The research team was led by Hendrik Dietz, Professor of Biomolecular Nanotechnology at TUM, Friedrich Simmel, Professor of Physics of Synthetic Biological Systems at TUM, and Ramin Golestanian, director at the Max Planck Institute for Dynamics and Self-Organization.
“The new motor could also have technical applications in the future. If we develop the motor further we could possibly use it in the future to drive user-defined chemical reactions, inspired by how ATP synthase makes ATP driven by rotation. Then, for example, surfaces could be densely coated with such motors. Then you would add starting materials, apply a little AC voltage and the motors produce the desired chemical compound,” says Dietz.

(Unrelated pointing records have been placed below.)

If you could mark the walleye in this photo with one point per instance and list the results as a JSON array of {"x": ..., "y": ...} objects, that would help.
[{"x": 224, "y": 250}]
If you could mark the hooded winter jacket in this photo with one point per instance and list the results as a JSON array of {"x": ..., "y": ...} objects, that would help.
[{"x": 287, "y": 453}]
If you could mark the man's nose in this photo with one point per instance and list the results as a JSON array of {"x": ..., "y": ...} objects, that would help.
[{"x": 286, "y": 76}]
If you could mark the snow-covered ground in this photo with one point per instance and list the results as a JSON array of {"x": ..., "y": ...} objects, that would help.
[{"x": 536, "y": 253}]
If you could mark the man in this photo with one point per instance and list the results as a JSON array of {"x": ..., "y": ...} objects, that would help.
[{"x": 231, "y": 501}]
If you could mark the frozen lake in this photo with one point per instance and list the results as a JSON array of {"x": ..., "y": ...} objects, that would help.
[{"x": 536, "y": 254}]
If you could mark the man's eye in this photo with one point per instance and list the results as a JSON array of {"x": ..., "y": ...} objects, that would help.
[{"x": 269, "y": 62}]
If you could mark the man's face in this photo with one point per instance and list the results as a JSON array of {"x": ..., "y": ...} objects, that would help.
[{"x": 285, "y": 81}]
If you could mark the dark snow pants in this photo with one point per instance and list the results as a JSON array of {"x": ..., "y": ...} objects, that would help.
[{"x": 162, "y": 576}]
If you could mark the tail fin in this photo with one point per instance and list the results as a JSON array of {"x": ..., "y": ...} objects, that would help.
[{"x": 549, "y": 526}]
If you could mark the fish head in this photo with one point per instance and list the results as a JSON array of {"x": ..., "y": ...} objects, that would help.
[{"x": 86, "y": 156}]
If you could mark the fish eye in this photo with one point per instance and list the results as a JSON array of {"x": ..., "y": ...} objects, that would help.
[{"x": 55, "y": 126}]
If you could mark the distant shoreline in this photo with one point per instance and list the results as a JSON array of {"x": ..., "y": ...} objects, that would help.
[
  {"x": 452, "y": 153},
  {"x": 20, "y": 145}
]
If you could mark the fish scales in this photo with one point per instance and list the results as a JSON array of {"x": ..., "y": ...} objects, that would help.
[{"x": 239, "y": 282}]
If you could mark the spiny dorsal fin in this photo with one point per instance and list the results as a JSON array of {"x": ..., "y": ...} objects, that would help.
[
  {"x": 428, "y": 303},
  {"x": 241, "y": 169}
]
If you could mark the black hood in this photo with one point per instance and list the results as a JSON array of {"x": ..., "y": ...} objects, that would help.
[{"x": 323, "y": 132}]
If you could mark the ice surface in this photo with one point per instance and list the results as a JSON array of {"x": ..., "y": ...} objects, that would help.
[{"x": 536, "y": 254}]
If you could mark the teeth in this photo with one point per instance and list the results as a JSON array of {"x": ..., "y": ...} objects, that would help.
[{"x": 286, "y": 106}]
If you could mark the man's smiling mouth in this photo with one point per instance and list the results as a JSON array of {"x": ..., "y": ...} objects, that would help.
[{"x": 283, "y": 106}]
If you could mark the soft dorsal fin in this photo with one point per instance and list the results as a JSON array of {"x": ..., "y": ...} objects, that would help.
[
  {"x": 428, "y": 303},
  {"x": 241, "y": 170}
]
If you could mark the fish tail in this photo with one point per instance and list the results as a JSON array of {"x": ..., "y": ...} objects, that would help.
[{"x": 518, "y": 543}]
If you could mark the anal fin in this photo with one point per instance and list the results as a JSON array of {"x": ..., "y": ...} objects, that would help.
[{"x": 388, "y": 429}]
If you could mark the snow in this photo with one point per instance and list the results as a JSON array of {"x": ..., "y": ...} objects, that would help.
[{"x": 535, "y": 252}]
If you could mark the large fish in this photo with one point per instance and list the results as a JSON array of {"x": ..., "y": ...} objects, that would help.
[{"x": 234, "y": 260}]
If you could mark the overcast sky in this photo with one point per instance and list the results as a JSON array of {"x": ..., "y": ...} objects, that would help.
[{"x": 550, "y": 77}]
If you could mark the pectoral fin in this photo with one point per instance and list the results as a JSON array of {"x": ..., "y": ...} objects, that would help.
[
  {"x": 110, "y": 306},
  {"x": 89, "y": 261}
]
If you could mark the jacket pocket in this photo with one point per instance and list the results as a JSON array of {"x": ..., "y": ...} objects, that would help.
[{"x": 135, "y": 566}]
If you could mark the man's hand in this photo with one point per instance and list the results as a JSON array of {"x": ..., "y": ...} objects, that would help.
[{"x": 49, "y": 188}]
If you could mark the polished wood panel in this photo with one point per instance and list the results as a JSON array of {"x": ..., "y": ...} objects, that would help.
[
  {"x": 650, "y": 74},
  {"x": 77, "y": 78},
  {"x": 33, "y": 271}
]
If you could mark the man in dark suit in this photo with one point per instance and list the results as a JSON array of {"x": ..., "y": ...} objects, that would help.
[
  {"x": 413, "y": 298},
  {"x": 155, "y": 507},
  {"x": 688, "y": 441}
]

Dietz and his colleagues wanted to engineer a motor out of DNA that could be driven by Brownian motion in a similar way to the protein-based machines found in cells. In the DNA origami technique they used, loops of single-stranded DNA from a bacteriophage virus are mixed together in a solution with short strands of synthetic DNA; these are made to match the nucleobase sequences of specific sites in the viral genome. The short pieces bind to the long strands and force them to fold into the desired shape.
“We’ve been advancing this method of fabrication for many years and can now develop very precise and complex objects, such as molecular switches or hollow bodies that can trap viruses. If you put the DNA strands with the right sequences in solution, the objects self-assemble,” says Dietz.